The cellular mechanism underlying the regulation of the contraction of vascular smooth muscles by resting load is unknown. To determine the effects of changes in the resting load on vascular sensitivity to high K+ and to 9,11-dideoxy-11 alpha, 9 alpha-epoxy-methanoprostaglandin F2 alpha (U-46619), the force and cytosolic calcium concentration ([Ca2+]i) of arterial strips were recorded at resting loads of 200 (optimal load), 50, and 10 mg.

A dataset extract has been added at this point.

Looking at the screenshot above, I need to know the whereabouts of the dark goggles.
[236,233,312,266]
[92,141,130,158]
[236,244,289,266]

A decrease in the resting load elicited a small decrease in the basal [Ca2+]i level without affecting the extent of maximal [Ca2+]i elevation induced by either stimulus. Through a decrease in the resting load, the concentration-response curves for the force development of high K+ or of U-46619 shifted to the right, whereas those for [Ca2+]i did not. We conclude that the basal [Ca2+]i level and the force development, but not the agonist-induced [Ca2+]i signals, of vascular smooth muscles depend on the resting load. We response that the resting load regulates the sensitivity of vascular smooth muscles, irrespective of types of stimuli, through a [Ca2+]i-insensitive mechanism.